28 giugno 2022
Aggiornato 02:30
Vertice OPEN

Petrolio, tutti contro tutti

Secondo ripetute ricostruzioni di stampa, i Paesi si sono lacerati in una guerra reciproca in difesa delle rispettive quote. In particolare l'Arabia Saudita, primo produttore globale, si sarebbe rifiutata di perdere qualsivoglia percentuale a favore di paesi come l'Iran.

VIENNA - Apparentemente incurante della caduta a precipizio dei prezzi petroliferi, l'Arabia Saudita ha espresso «soddisfazione» per la decisione della scorsa settimana dell'Opec, di astenersi da reazioni tramite riduzioni dell'offerta. «Riflette la coesione, la solidarietà e la lungimiranza del cartello», recita un comunicato del Consiglio dei ministri sauditi citato dall'agenzia statale Spa.

GUERRA RECIPROCA - Solo che praticamente si tratta dell'esatto opposto di quello che ha determinato effettivamente portato all'inazione dell'Opec.
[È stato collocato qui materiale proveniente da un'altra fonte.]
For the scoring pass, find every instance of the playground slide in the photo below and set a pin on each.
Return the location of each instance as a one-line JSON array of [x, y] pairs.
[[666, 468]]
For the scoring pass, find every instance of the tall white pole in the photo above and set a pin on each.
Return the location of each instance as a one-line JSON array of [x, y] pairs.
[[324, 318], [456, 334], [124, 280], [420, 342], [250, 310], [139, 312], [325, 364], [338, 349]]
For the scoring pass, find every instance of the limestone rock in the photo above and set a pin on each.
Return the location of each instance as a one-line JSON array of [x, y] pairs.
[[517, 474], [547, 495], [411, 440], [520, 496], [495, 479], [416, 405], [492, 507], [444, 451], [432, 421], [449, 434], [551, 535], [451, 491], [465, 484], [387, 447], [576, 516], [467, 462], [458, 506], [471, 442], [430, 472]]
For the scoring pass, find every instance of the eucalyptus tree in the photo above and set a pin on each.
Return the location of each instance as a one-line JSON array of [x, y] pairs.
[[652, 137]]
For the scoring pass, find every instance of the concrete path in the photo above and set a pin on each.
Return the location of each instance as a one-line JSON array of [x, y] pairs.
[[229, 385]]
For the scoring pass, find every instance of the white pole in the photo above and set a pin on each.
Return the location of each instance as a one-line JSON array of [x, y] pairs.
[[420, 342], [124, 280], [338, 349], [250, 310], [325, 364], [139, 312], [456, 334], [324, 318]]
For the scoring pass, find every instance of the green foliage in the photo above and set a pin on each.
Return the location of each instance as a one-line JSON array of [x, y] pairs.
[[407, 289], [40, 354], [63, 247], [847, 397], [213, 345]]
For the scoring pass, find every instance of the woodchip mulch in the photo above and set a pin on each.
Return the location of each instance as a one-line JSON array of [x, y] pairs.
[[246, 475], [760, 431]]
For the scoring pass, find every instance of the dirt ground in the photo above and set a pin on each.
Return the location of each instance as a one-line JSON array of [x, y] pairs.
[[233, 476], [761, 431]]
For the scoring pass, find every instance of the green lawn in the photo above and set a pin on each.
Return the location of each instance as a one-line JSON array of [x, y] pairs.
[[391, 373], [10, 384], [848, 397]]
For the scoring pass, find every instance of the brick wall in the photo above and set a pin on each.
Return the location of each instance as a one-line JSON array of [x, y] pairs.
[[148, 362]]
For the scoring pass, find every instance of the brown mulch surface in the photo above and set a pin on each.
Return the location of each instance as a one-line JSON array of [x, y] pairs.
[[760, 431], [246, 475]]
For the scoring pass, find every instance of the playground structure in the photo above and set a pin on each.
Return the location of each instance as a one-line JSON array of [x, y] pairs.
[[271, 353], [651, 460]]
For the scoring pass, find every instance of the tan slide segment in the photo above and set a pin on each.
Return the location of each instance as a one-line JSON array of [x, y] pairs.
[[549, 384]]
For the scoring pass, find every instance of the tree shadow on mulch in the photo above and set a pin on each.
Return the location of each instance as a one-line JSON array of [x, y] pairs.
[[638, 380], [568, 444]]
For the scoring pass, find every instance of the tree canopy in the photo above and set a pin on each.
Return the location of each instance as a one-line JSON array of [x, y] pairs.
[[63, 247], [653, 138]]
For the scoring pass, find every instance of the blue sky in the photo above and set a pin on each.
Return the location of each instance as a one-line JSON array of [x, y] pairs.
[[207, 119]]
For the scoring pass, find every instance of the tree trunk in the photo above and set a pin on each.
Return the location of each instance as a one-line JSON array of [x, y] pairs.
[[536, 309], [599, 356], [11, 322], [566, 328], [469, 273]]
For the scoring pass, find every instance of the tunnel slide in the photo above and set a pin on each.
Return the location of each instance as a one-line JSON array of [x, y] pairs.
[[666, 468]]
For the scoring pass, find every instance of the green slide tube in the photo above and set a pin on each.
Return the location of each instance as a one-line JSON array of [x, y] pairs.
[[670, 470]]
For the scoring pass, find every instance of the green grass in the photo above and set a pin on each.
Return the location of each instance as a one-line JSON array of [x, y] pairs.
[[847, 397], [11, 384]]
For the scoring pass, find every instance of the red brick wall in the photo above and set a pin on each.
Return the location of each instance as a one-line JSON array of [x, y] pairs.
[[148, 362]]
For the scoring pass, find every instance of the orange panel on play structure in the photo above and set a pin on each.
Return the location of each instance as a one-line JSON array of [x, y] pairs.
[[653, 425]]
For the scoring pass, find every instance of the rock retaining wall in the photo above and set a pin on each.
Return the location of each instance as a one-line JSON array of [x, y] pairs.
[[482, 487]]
Solitamente, negli anni e decenni passati, il cartello era estremamente reattivo alle fluttuazioni dell'oro nero, e tendeva a stringere i rubinetti per bloccare gli eccessi di calo dei prezzi. Stavolta, secondo ripetute ricostruzioni di stampa, i Paesi si sono lacerati in una guerra reciproca in difesa delle rispettive quote. In particolare l'Arabia Saudita, primo produttore globale, si sarebbe rifiutata di perdere qualsivoglia percentuale a favore di paesi come l'Iran.
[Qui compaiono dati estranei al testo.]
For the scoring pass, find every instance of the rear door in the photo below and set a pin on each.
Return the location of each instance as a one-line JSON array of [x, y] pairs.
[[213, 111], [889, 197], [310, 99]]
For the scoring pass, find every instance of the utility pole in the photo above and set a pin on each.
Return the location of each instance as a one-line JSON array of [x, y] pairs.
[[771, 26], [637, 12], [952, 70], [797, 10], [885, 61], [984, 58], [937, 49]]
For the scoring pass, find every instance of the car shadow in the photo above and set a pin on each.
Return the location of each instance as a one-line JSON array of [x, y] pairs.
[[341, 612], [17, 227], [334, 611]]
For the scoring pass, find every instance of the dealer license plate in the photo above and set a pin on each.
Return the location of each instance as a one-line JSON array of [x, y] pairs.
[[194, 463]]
L'ARABIA SAUDITA TUTELA I PROPRI INTERESSI - Al di là della retorica della presa di posizione di oggi, forse qualche indicazione su quelli che sono i convincimenti dei sauditi si trova tra le righe del comunicato. Riad afferma di essere «preoccupata dalla stabilità dei prezzi», per poi avvertire che la sua politica petrolifera punta «a realizzare i suoi interessi economici sul breve e lungo termine, così come quelli degli (altri) produttori e consumatori».
Forse un riferimento alla Russia, uno dei maggiori produttori non Opec con cui da tempo si discuteva sulla necessità di concordare una strategia comune. Oppure all'opposto un richiamo sugli USA, che potrebbero aver avuto interesse alla caduta delle quotazioni proprio come mezzo per aumentare la pressione sulla Russia nell'ambito degli attriti sull'Ucraina.

PREZZI AI MINIMI DAL 2009 - Ad ogni modo oggi i corsi petroliferi sono caduti ai minimi dal luglio del 2009, quando l'economia globale era in recessione dopo la crisi finanziaria del 2007-2008. Il Brent, il greggio di riferimento del mare del nord, ha segnato un minimo a 67,53 dollari, mentre il West Texas Intermediate è finito a 63,72 dollari.